Al Stepan wrote on many countries, but never in a desk-bound way. He visited frequently every country he wrote about and, when there, interviewed political actors from different parts of the ideological spectrum. He had endless intellectual curiosity and physical and mental energy. In recent years he made half a dozen or more visits to Tunisia and published a number of articles on that country where, notwithstanding its ‘difficult neighbourhood’, more of the democratic upsurge of the ‘Arab Spring’ survives than anywhere else. Among Stepan’s articles which emerged from this particular focus was his ‘Multiple but Complementary, Not Conflictual, Leaderships: The Tunisian Democratic Transition in Comparative Perspective’, Daedalus, Vol. 145, No. 3, 2016.
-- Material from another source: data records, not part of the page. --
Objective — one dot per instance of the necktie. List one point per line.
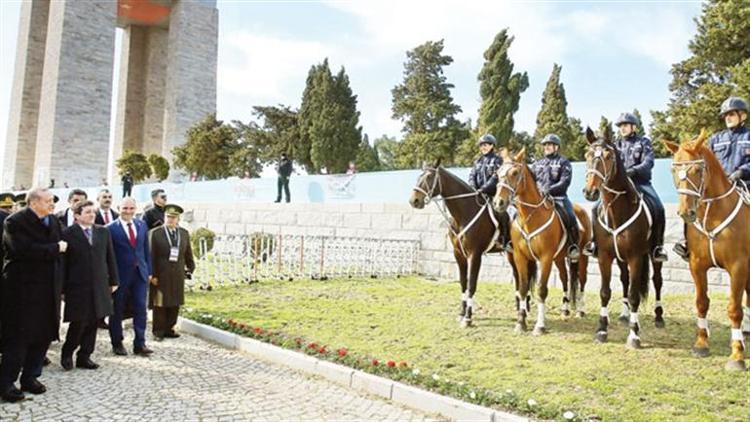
(131, 235)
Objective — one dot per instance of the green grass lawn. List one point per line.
(414, 320)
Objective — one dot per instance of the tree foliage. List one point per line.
(500, 90)
(719, 66)
(423, 103)
(135, 163)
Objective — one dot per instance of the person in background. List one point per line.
(172, 261)
(89, 279)
(284, 169)
(127, 184)
(154, 216)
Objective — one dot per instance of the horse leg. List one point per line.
(542, 291)
(475, 261)
(639, 269)
(658, 307)
(700, 278)
(582, 272)
(739, 278)
(462, 270)
(605, 294)
(524, 273)
(624, 317)
(568, 293)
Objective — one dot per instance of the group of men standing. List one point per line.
(100, 262)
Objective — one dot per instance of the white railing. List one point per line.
(249, 258)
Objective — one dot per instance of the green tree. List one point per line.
(385, 147)
(717, 68)
(553, 116)
(135, 163)
(500, 90)
(424, 104)
(208, 150)
(367, 157)
(159, 166)
(329, 120)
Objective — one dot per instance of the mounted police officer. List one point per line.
(637, 155)
(553, 174)
(483, 178)
(732, 148)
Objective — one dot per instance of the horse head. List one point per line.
(690, 167)
(601, 162)
(511, 176)
(427, 187)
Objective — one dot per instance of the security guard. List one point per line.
(732, 148)
(553, 174)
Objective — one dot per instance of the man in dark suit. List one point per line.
(66, 216)
(31, 291)
(105, 214)
(89, 279)
(172, 260)
(130, 241)
(154, 216)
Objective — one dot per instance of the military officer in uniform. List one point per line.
(172, 262)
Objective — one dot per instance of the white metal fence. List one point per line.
(249, 258)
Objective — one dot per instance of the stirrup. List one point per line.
(659, 255)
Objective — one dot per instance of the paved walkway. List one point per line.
(189, 379)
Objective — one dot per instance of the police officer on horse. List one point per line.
(483, 178)
(637, 155)
(553, 174)
(732, 148)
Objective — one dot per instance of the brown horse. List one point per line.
(539, 236)
(474, 227)
(621, 228)
(717, 215)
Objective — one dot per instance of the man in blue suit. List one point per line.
(130, 241)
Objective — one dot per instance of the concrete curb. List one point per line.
(397, 392)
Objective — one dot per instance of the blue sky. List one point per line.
(616, 55)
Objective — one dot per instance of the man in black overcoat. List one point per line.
(89, 279)
(31, 293)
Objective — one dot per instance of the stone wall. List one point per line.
(400, 221)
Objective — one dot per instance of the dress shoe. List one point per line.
(67, 362)
(86, 364)
(142, 351)
(12, 395)
(119, 350)
(34, 387)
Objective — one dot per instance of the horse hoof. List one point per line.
(633, 343)
(700, 352)
(736, 365)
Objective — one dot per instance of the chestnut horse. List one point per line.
(473, 227)
(621, 229)
(717, 214)
(539, 236)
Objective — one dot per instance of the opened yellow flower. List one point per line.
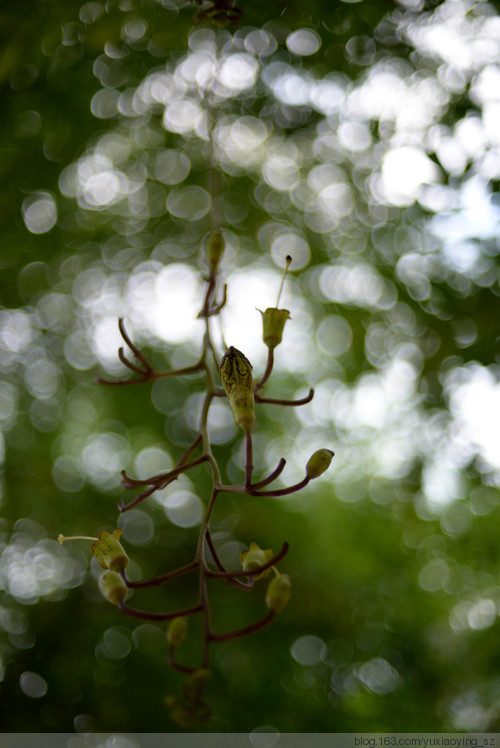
(106, 548)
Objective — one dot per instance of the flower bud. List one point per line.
(177, 630)
(214, 248)
(319, 462)
(236, 377)
(254, 558)
(108, 550)
(278, 593)
(112, 587)
(273, 323)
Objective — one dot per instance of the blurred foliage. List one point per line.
(362, 139)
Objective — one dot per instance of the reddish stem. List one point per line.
(163, 579)
(272, 476)
(244, 631)
(147, 616)
(272, 401)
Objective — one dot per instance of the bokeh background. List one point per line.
(363, 139)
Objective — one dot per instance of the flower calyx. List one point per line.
(254, 558)
(273, 324)
(106, 548)
(318, 463)
(109, 551)
(236, 377)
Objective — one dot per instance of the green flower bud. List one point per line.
(214, 248)
(112, 587)
(177, 630)
(273, 323)
(278, 593)
(108, 550)
(236, 378)
(254, 558)
(319, 462)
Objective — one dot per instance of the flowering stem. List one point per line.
(272, 476)
(272, 401)
(163, 579)
(244, 631)
(268, 370)
(283, 491)
(248, 459)
(147, 616)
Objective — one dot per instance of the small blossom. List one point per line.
(319, 462)
(108, 550)
(236, 378)
(254, 558)
(177, 630)
(273, 324)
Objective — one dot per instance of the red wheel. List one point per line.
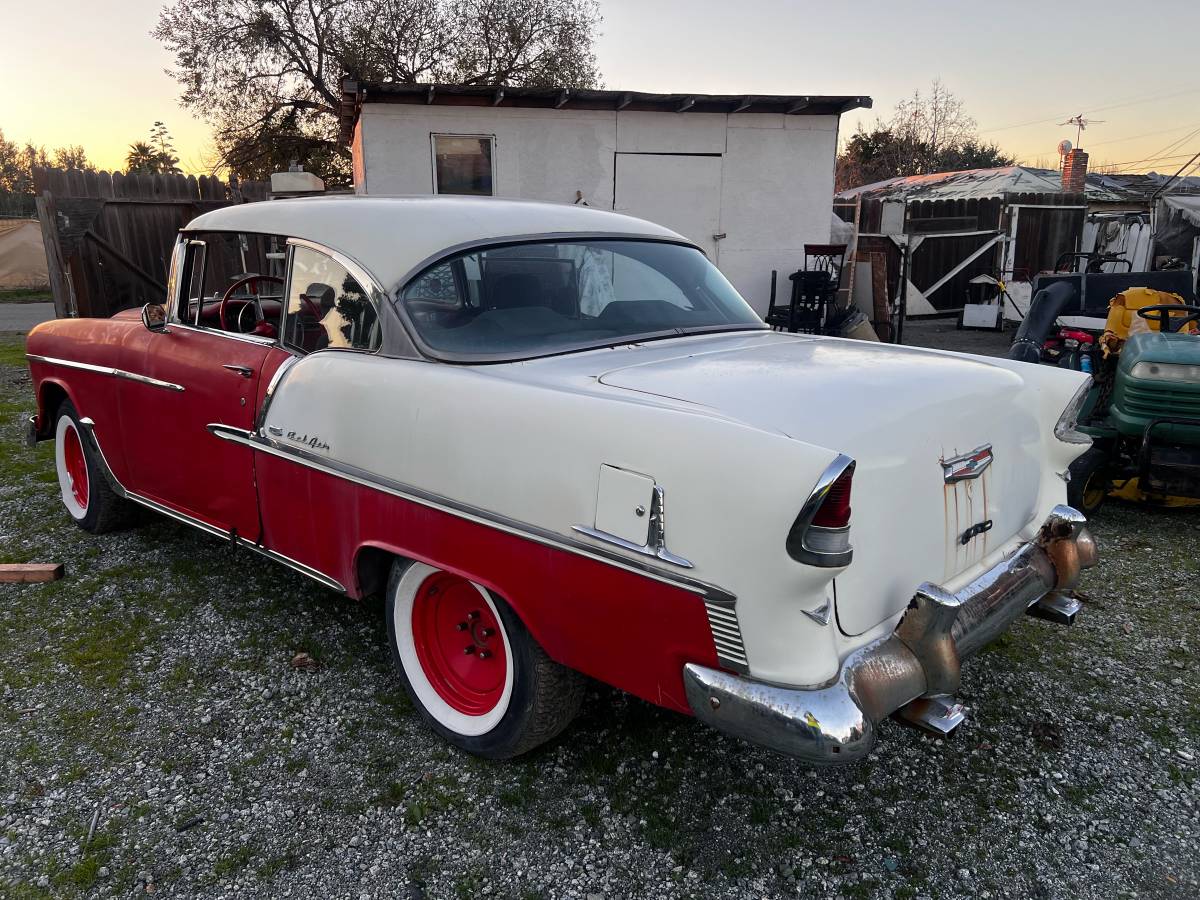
(460, 645)
(72, 468)
(473, 670)
(88, 497)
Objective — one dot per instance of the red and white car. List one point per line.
(485, 411)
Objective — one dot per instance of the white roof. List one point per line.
(391, 235)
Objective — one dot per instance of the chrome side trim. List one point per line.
(821, 615)
(106, 371)
(723, 622)
(269, 395)
(466, 511)
(966, 467)
(657, 535)
(89, 430)
(293, 564)
(796, 544)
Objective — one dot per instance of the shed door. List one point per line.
(679, 191)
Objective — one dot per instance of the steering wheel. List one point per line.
(1165, 318)
(233, 289)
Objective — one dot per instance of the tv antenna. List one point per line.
(1080, 124)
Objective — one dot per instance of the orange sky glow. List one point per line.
(101, 82)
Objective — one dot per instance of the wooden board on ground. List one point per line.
(30, 573)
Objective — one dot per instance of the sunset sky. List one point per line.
(91, 75)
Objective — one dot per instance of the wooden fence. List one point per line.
(108, 237)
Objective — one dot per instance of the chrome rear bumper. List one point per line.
(837, 723)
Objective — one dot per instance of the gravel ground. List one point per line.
(153, 694)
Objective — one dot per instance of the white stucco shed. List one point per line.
(748, 178)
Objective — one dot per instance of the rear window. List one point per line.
(545, 298)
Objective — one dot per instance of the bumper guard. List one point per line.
(837, 723)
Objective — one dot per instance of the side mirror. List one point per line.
(154, 317)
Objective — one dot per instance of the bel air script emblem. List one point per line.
(967, 466)
(311, 441)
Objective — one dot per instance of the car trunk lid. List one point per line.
(909, 418)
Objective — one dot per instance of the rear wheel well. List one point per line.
(53, 396)
(372, 568)
(52, 399)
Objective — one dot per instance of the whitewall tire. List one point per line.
(471, 666)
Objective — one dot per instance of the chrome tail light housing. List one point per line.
(820, 535)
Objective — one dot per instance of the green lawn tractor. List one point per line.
(1137, 334)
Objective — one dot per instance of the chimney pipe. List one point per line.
(1074, 172)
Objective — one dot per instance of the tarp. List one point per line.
(1188, 207)
(22, 255)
Al Stepan was elected a Fellow of the American Academy of Arts and Sciences in 1991 and, at the earliest possible moment after he became eligible through moving to Oxford, a Fellow of the British Academy in 1997. Among many other honours, he was in 2012 accorded the Karl Deutsch award (which is given out only once every three years) for exceptionally distinguished work in Comparative Politics. His three immediate predecessors were Juan Linz (2003), Charles Tilly (2006) and Giovanni Sartori (2009).
Stepan returned to Oxford frequently, especially to St Antony’s where he was an Honorary Fellow and had many friends. He will be hugely missed by them all.
For further appreciation of Alfred Stepan’s achievements, see Douglas Chalmers and Scott Mainwaring, Problems Confronting Contemporary Democracies: Essays in Honor of Alfred Stepan (2012) and Archie Brown, ‘Alfred Stepan and the Study of Comparative Politics’, Government and Opposition, Vol. 49, No. 2, 2014.